そういう裏方同士、固まって僕らは祝杯を挙げた。向こうでは佐山がメンバーたちと楽しそうに飲んでいる。そういう姿を見るのも悪くない。でも、佐山に色目を使う奴がいないかだけはチェックしないと。
「市原さん、お疲れ様です! これ、美味しいですよ」
「おお! 青山さんー、お疲れ!」
今回、結構仲良くなったバンドのスタッフ、青山さん。僕は彼がマネージャーだと思ってたんだけど、違ったのかな。美味しそうなだし巻き卵を持って来てくれた。僕らの前の机には、サラダと刺身しか乗ってないので、気を使ってくれたんだ。
「美味い! 今回のツアー、大成功だったね」
「はい。僕がマネージャーになって初めてのツアーだったから、本当にしんどかったです。それが報われて……」
と、彼は涙目だ。もう酔っ払っているんだろうか。でも、やっぱり彼がマネさんだったんだ。じゃあ、この間の林田さんは何者? 僕は彼の肩をぽんぽんと叩く。同業者として彼の気持ちはよくわかる。
「そう言えば市原さん、この間林田さんに釣られてましたね。うまくバラけたみたいですけど」
「ああ、そうそう、あの人は何者?」
「彼女はウチの会社の企画さんですよ。新しいレーベルを立ち上げるので、目玉のアーティストさんを探してたんです。まあ、市原さんには別の意味で釣りたかったみたいですけど」
青山さんは、真っ赤な目のままニヤついて僕を見た。へえ。本当にそうだったんだ。佐山の勘は凄いな。

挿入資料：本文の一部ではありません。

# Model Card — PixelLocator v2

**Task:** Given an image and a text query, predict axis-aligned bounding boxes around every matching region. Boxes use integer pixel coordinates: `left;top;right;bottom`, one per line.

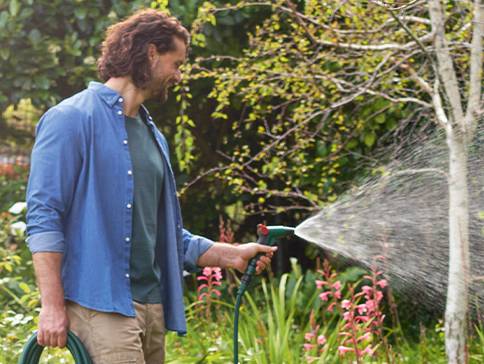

「青山さん、僕らのこと知ってるだろ? なんで林田さんに言ってあげなかったの?」
僕と佐山のことは、一緒にツアー回っているなら当然わかる。僕らは何も隠してはいないのだから。
「それは、えっと、佐山さんへのスカウトは本当のことでしたし、僕も応援してました。とは言え、言わなかったのはただの興味ですね。すみません」
彼は悪びれずにそう言った。
「君も佐山が大手に入った方がいいと思う?」
どうしてこんなことを聞いてしまったんだろうか。僕は彼の話に耳を傾ける。いつもは酎ハイ2杯ぐらいがやっとなのに、なんだか手が止まらなくなってしまった。慣れないビールまで飲んでしたたかに酔っぱらった。彼の言葉が、僕の心を抉ったからだ。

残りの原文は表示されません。